Nel coro degli indignati speciali contro la Super League o il calcio dei ricchi spicca, per assenza, la voce dell’uomo che oltre un quarto di secolo fa sognava di fare quello che Agnelli ha fatto oggi: mettere insieme i club più ricchi e titolati d’Europa e farli sfidare in continuazione per moltiplicare emozioni, sfide e soldi. Silvio Berlusconi non ha preso parte al dibattito contro la ‘sporca dozzina’ (così ribattezzati in Inghilterra i 12 fondatori della Superlega).

Berlusconi zitto e dagli archivi esce una sua intervista del 1988 nella quale già spiegava come nelle coppe europee “prevalga l’imponderabile” e questo è un problema per chi investe: “Dobbiamo trasformarle in un campionato continentale, con certezze gestionali ed economiche per le società”.
Berlusconi “pioniere” della Superlega
Era così convinto dall’idea che qualche anno più tardi aveva messo a studiarla alcuni degli uomini migliori a lui legati: Paolo Taveggia, Rodolfo Echt (poi pioniere con Tele+), Andrea Locatelli e il compianto Marco Bogarelli. Il format del ‘Progetto Gandals’ – così era stato chiamato il dossier – prevedeva un nucleo di 12 grandi club europei come fondatori e due livelli: una superlega d’elite dove far confluire le squadre con meriti sportivi acquisiti nel corso degli anni e poi una Pro-Cup dove mettere le altre in un sistema aperto, che non precludeva dalla partecipazione ai campionati nazionali (anzi) e che si poggiava su un processo di divisione dei ricavi dai nascenti diritti televisivi il più possibile largo.

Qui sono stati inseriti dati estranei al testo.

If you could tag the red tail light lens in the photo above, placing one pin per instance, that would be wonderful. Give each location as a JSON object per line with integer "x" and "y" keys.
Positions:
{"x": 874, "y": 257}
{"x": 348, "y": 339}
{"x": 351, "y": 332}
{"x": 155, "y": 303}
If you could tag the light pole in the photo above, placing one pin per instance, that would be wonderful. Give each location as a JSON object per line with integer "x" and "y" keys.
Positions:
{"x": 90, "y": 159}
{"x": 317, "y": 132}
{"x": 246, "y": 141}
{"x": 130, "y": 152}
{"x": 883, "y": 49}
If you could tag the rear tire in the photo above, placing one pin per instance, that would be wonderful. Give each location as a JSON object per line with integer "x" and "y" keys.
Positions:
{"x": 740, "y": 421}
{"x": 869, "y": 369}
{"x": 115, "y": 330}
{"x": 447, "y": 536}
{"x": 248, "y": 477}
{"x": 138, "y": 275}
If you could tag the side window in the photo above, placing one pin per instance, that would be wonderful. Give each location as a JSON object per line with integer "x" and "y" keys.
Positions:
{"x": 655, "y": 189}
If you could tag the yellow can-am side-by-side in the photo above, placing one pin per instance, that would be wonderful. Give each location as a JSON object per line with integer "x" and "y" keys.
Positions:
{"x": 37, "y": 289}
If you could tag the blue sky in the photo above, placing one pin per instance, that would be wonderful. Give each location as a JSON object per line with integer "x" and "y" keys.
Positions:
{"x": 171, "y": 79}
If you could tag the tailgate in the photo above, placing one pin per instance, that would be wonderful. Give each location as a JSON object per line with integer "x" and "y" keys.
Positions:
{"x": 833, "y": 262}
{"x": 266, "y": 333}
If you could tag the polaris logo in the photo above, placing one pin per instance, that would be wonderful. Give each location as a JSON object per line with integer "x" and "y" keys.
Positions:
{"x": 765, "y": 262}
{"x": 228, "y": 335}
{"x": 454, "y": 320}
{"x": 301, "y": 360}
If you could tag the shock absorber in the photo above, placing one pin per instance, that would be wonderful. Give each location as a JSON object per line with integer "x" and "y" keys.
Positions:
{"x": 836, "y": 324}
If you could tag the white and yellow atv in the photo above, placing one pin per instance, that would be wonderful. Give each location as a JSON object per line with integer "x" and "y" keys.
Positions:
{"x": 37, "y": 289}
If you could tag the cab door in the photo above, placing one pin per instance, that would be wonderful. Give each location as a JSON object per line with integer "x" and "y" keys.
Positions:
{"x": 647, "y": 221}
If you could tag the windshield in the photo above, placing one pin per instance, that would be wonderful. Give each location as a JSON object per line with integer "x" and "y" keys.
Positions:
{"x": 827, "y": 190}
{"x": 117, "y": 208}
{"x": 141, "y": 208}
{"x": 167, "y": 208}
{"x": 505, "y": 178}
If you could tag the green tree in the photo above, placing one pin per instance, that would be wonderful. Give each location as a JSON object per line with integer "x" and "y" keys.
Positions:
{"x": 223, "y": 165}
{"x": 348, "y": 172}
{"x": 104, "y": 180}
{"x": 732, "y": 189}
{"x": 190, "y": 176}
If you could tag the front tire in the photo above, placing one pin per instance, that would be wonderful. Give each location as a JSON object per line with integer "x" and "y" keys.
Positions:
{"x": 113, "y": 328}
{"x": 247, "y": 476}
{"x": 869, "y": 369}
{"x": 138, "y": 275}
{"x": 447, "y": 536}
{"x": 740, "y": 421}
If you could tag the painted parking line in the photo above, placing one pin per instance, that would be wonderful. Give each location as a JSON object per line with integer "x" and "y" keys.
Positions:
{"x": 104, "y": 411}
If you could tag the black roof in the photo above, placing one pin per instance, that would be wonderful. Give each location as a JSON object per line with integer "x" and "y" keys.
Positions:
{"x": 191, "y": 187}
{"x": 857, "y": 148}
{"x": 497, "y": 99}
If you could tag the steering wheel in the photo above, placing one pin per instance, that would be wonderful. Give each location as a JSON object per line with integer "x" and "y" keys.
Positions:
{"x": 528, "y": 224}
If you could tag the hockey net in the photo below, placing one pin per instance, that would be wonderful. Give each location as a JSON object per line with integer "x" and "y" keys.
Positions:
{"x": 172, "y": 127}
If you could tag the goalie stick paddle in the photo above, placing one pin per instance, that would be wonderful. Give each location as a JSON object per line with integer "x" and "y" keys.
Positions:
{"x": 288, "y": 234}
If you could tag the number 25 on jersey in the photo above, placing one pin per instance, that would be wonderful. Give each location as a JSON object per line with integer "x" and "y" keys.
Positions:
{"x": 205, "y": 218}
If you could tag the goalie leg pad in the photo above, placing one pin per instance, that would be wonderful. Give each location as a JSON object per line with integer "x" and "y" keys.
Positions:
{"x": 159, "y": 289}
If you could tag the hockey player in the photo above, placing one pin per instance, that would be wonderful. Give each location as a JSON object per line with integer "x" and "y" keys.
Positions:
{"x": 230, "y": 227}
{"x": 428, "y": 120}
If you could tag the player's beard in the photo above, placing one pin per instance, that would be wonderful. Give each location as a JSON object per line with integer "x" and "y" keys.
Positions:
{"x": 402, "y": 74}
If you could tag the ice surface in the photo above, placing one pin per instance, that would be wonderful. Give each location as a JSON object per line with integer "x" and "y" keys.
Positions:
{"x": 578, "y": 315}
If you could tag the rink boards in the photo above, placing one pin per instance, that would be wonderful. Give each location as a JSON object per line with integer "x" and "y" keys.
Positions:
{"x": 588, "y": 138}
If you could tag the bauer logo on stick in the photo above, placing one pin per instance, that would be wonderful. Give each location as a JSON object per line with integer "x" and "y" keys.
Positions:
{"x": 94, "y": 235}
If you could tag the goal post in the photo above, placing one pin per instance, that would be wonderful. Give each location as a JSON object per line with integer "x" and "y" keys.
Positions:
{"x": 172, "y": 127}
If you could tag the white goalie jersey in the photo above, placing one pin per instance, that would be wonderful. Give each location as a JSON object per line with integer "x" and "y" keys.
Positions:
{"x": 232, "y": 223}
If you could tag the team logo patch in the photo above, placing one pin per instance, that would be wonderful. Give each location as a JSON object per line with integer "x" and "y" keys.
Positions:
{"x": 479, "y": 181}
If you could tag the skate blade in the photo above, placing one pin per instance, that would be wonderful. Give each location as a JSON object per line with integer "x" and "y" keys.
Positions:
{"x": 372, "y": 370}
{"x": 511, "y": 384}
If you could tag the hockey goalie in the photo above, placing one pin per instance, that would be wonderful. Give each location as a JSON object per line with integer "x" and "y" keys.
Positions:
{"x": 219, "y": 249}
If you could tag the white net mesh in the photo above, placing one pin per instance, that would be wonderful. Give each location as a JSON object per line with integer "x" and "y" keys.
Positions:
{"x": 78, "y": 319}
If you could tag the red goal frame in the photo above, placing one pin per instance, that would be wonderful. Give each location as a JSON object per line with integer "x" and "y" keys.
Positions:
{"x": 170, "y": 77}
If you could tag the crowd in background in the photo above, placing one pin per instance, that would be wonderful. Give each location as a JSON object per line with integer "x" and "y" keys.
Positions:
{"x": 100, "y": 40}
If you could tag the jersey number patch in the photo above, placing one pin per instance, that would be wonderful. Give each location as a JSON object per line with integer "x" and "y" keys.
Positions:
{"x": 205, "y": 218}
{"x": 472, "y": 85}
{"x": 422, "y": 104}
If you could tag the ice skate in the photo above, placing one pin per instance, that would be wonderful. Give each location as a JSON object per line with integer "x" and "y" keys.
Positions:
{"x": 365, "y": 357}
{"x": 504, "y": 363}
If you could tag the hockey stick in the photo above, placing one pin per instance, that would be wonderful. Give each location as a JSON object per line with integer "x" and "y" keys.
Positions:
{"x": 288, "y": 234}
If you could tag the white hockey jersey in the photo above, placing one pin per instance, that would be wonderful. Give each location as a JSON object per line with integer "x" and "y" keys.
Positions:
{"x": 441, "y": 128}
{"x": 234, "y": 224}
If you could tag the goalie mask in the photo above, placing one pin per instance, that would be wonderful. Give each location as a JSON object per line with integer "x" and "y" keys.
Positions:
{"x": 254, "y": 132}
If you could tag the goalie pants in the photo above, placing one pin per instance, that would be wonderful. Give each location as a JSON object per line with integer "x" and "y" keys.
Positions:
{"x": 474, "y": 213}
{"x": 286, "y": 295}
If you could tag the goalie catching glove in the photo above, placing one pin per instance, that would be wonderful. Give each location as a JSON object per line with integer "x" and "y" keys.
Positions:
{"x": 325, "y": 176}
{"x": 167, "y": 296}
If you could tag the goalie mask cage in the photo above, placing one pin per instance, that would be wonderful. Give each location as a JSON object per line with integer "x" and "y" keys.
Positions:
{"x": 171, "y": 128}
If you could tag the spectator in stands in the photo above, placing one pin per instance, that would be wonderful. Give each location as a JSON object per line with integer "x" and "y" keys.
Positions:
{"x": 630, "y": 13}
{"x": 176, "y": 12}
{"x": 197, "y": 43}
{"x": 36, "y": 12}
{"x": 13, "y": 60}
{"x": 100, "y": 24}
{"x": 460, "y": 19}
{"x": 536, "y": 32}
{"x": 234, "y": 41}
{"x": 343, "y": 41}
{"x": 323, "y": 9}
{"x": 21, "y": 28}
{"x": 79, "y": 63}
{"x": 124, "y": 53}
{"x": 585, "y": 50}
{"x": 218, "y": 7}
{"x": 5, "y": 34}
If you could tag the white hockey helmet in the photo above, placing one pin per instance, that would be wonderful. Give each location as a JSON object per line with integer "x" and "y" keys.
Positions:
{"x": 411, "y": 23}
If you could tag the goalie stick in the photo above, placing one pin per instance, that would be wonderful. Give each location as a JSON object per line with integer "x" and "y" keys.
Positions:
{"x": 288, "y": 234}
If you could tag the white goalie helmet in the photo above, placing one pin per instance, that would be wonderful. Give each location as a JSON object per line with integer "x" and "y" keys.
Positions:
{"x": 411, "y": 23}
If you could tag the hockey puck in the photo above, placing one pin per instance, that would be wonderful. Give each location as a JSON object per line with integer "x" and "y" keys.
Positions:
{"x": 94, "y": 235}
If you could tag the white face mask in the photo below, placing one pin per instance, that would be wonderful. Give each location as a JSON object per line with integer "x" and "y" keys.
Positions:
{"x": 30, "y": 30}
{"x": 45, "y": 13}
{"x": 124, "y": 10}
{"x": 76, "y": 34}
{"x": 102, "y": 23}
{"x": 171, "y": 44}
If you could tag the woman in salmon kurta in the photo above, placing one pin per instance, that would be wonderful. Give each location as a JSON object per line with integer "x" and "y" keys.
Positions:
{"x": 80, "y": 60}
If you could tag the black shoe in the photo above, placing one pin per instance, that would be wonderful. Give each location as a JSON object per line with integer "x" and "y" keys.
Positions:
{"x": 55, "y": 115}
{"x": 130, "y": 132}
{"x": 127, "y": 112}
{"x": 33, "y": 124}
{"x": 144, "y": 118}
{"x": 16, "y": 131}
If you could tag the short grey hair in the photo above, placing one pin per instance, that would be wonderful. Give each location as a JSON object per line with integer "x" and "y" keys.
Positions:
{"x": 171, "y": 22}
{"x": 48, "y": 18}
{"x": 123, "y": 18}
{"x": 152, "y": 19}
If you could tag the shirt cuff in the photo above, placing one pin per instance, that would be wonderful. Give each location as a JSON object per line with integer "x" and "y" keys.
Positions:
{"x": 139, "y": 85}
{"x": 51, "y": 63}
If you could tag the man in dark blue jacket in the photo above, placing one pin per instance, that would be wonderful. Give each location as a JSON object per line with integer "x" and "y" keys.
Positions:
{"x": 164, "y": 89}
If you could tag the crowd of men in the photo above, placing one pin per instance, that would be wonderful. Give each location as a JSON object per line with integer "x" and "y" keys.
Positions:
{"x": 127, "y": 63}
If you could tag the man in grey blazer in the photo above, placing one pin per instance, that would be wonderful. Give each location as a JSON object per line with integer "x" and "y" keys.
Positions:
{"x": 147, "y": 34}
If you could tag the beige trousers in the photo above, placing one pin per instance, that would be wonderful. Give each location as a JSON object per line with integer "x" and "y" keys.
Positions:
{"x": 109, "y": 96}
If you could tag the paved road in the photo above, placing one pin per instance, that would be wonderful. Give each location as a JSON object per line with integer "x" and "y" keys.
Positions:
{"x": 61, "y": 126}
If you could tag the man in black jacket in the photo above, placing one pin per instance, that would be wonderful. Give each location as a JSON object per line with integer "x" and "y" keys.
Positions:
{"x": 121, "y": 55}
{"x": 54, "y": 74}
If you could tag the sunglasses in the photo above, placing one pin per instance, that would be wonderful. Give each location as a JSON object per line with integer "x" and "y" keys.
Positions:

Non se ne fece nulla perché la Uefa corse ai ripari e modificò rapidamente il format della Champions League che da pochi anni aveva preso il posto della vecchia Coppa dei Campioni. Diede più slot a nazioni e squadre guida, allungò i calendari e fece arrivare una pioggia sempre crescente di denaro nelle casse dei club che cominciarono a sostenere costi sempre più alti.